Yoshikazu Tsuno/Agence France-Presse — GettyImages
Elderly people work out with wooden dumbbells on the grounds of a temple in Tokyo on Sept. 17, 2012.
TOKYO
THE first grade class at the elementary school in Nanmoku, about 85 miles from Tokyo, has just a single student this year. The local school system that five decades ago taught 1,250 elementary school children is now educating just 37. Many of the town's elegant wooden homes are abandoned. Where generations of cedar loggers, sweet potato farmers and factory workers once made their lives, monkeys now reside. The only sounds at night are the cries of deer and the wail of an occasional ambulance.
Nanmoku's plight is Japan's fate. Faced with an aging society, a depopulating countryside and economic stagnation, the country has struggled for decades to address its challenges. As Japan goes to the polls on Dec. 16 for parliamentary elections that will most likely mean the seventh prime minister in six years, voters need to demand that politicians address the most important issue of all: the country's low birthrate.

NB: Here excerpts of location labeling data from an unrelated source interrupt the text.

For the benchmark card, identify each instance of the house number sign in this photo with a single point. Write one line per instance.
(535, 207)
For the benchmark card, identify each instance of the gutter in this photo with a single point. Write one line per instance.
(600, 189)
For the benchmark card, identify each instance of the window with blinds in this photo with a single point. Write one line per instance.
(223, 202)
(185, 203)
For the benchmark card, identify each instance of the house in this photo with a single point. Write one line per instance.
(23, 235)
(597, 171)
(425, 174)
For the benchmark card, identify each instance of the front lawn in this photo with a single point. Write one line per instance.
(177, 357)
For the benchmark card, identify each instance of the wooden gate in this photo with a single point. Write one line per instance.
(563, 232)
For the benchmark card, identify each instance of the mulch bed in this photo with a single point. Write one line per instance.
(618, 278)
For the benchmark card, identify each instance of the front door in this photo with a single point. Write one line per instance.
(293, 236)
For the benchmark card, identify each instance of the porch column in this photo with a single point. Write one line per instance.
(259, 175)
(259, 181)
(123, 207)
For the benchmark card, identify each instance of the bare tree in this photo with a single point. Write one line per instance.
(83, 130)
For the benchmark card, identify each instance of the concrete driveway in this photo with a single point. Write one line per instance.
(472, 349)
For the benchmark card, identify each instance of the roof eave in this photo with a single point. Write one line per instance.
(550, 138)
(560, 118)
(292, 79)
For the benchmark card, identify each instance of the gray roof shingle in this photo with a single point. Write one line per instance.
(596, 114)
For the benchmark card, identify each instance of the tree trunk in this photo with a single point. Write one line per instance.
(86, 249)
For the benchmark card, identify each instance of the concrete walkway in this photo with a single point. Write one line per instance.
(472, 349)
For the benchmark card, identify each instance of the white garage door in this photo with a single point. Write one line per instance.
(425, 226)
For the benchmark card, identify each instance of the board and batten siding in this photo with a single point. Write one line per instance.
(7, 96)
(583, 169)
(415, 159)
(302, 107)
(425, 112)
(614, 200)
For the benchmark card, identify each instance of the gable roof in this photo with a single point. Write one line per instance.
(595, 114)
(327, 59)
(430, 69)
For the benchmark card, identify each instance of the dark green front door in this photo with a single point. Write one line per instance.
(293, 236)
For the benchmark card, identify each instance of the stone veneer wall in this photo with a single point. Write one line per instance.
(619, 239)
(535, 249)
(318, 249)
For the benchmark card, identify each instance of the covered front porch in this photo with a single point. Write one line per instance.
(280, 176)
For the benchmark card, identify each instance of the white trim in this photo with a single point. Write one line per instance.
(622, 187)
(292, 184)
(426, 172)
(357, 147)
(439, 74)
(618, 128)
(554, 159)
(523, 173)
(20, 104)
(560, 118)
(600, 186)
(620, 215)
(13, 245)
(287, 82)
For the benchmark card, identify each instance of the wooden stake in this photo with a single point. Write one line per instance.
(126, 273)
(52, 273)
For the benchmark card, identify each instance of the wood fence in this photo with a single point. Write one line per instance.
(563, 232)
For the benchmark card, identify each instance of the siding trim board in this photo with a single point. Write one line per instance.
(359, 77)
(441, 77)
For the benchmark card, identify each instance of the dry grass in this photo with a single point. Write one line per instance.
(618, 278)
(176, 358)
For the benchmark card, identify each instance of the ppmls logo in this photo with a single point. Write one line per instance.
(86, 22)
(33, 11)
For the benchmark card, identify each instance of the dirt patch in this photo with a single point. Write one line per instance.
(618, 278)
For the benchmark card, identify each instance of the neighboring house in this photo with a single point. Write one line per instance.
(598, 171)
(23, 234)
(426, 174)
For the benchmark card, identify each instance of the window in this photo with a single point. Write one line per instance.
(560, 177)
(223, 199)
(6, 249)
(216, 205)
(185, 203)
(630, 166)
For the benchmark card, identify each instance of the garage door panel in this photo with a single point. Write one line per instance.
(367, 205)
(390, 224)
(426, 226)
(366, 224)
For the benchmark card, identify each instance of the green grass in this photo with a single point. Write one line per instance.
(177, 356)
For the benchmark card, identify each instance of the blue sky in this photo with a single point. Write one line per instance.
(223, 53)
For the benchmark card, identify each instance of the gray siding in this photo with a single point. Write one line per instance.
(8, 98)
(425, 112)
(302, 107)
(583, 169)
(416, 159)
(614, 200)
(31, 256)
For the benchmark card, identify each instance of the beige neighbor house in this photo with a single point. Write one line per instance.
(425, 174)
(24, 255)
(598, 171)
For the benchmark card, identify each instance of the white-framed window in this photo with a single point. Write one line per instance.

Sadly, this issue is hardly being discussed on the campaign trail. Instead, parties are promising to lavish more money on special interests like construction companies, the main beneficiaries of public works spending.
Nowhere is the rapid aging of Japan more visible than in rural towns like Nanmoku, where 56 percent of local residents are over 65. Over the next 25 years, the proportion of Japan's population that is elderly will rise from almost one in four to one in three. Sales of adult diapers will soon surpass those of baby diapers.
The reason for Japan's plight stretches back decades. The countryside lost people to the cities during Japan's era of rapid growth between the early 1950s and the late 1980s. The population in rural areas continued to decline even after the country's growth began to slow in the early 1990s. To secure the rural vote, the Liberal Democratic Party, which held power almost continuously from 1955 until 2009, devoted huge amounts of the state's budget to infrastructure projects that were intended to revitalize the hinterland. But the revitalization never occurred. Towns were left with deserted train stations, empty hot-spring resorts and extraordinary levels of debt.
Just as America has its military-industrial complex, Japan — whose constitution forbids a formal army — has its "construction state." Public largess went to pouring concrete across the country. It's clear now that Japan should have been less focused on building bridges to nowhere and more focused on making babies.
Although Japanese couples consistently say in surveys that they would like to have more than two children, they don't. Part of the problem is Japan's prolonged economic malaise. Years of stagnant (or declining) incomes have made Japanese men less attractive as potential partners. And economic uncertainty has led couples to delay getting married and having children. The shortage of public day care centers, especially in cities, has made the cost and burden of parenthood so high that today's couples either have fewer babies or none at all. (Japan's birthrate is just 1.39 children per woman.)
The government provides subsidized day care, but there is a long waiting list in big cities. Working parents often end up paying more to send their kids to private centers. While there is no exact international comparison, a 2009 survey by the Japanese government found that the first five years of child rearing, including savings, cost around $73,000, more than 2.5 times as much as in the United States.
Japan could address its baby shortage by taking three basic steps that have been discussed for years but have never enjoyed sufficient political leadership to be enacted. First, the government must create more subsidized public day care centers, which would make child care more affordable for more people.
Second, companies must dismantle old systems that promote employees on seniority, rather than skills. These antiquated practices hold down young workers' salaries and keep the labor market too rigid. And companies should discourage overtime work so that employees have more time with their families.
Third, both the government and companies should encourage more women to enter the labor force with high-quality jobs on a par with men and offer incentives to women to return to work after childbirth. In places where these sorts of reforms have taken hold, from France to Sweden, the result has been a boost to the birthrate and the economy.
To be sure, an increase in the birthrate is no quick fix. Even if Japan were to increase its birthrate next year, it would take at least a generation before the country began to tackle its demographic imbalances. The only shortcut would be a significant increase in immigration, a deeply controversial subject in Japan. Conservative politicians and right-wing groups are opposed to bringing in more workers from overseas, and some Japanese worry that foreigners would not assimilate well.
The lesson of Nanmoku is that spending one's way out of a crisis doesn't work without reforms that address the root causes of the malaise. Until Japan's leaders take steps to boost the birthrate, the whole country — like the countryside — will continue to shrink.